Eric Gay, Associated Press

Many became accustomed to receiving monthly stimulus checks but President Joe Biden’s $2 trillion “Build Back Better” bill did not pass after Sen. Joe Manchin refused to support it.

  • The IRS needed Congress to pass the bill in order to disperse stimulus checks — specifically checks for the child tax credit — in January, per Local 12 News. Now, the Senate has adjourned for the year, making the Dec. 15 check the last ones for families with children.

White House press secretary Jen Psaki said the Biden administration is workshopping a bill that could reinstate payments, and even add an extra one, per Business Insider.

  • “If we get it done in January, we’ve talked to Treasury officials and others about doing double payments in February as an option,” said Psaki.

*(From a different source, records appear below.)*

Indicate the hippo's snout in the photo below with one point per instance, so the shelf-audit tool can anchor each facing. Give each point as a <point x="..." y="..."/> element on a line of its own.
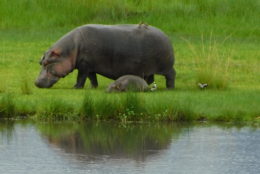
<point x="42" y="84"/>
<point x="45" y="79"/>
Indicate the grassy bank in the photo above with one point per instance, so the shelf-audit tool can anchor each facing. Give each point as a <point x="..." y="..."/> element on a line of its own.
<point x="215" y="42"/>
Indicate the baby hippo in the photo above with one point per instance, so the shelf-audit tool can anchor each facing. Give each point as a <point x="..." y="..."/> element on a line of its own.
<point x="128" y="83"/>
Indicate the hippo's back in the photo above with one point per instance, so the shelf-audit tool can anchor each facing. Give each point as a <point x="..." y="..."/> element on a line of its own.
<point x="117" y="50"/>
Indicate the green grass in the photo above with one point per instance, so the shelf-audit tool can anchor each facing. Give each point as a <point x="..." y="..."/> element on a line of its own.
<point x="215" y="42"/>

States — such as California, Georgia, Connecticut, Florida, New York and Tennessee — are taking the matter into their own hands.

  • “Some states are forming their own stimulus money, making it even more unlikely that the federal government will create more stimulus checks,” said Anthony Martin, CEO and founder of Choice Mutual, per GoBankingRates.
  • Some of these states gave out universal checks, others only included teachers or first responders and some states reserved these payments for students only.

But experts are doubtful that a new set of stimulus packages will be dispersed.

  • “At this point, I’d say the odds of another round of stimulus checks are fairly slim,” said Riley Adams, licensed CPA, a senior financial analyst for Google and chief editor of Compare Forex Brokers, per the report.
  • “For that to happen, data would need to show a rapid spike far above consensus expectations for omicron cases. This would need to result in large shelter-in-place orders coming out across most, if not all, states. As a result, it would be hard to coordinate and take action on the need for another round of stimulus checks nationally when so many states would opt not to follow a shelter in place order, preferring instead to remain open to avoid a potential downturn in the economy.”